Nuria Paz Torres Águila

  • Stroke is a complex disease that affects the brain and vascular system. This disease has a high mortality, being the second cause of death worldwide and the fist cause of disability in adults of developed countries. Currently, more than 30 loci have been found associated with ischemic stroke risk; however, these genetic risk factors did not explain all heritability associated with this disease. Additionally, little is known about the genetics behind stroke outcome. Recently, two Genome-Wide Association Studies had reported two new candidate genes for ischemic stroke outcome. However, even a large sample size has been used in these studies, the results found are fewer that the expected. This could be due to the high heterogeneity of ischemic stroke outcome.

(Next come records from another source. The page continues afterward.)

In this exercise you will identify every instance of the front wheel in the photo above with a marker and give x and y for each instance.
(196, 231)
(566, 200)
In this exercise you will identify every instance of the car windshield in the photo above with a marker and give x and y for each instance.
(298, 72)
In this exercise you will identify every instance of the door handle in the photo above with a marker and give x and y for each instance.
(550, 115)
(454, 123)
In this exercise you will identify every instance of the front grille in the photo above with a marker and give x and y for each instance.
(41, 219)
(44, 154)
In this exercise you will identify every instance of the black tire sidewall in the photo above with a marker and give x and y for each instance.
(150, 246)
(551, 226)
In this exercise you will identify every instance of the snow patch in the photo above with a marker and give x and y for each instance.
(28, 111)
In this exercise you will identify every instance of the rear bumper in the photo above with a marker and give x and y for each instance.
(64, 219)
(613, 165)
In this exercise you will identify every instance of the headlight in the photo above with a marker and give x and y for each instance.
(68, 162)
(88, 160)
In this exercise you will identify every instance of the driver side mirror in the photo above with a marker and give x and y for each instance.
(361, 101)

    The principal aims of this thesis were, on one hand, to explore whether new stroke genetic risk factors can be found in specific homogeneous populations, and, on the other hand, to find new genetic risk factors of ischemic stroke outcome by using a new approach focus on acute endophenotypes associated with stroke outcome. In order to reach the first aim, it has been performed a case-control genome-wide association analysis using a Spanish cohort as a discovery and an international cohort as replication, with an additional validation in a second independent Spanish cohort. For second aim, it has been studied the clinical variables associated with the acute phase outcome of ischemic stroke. The variable leukocyte count was selected as an interesting endophenotype to find new genetic risk factors associated with stroke outcome.

    As a results of this research, a new locus associated with lacunar stroke risk has been described, giving new information about the physiopathology of this disease. Additionally, the enzyme codified in the candidate gen MAN2B1 is a potential biomarker for lacunar stroke diagnosis. Moreover, it has been described in this thesis the first locus associated with leukocyte counts during the acute phase of ischemic stroke that additionally was associated with stroke outcome. Thus, the genetic analysis of acute endophenotypes has been confirmed as a useful approach to find new genetic risk factors associated with stroke outcome.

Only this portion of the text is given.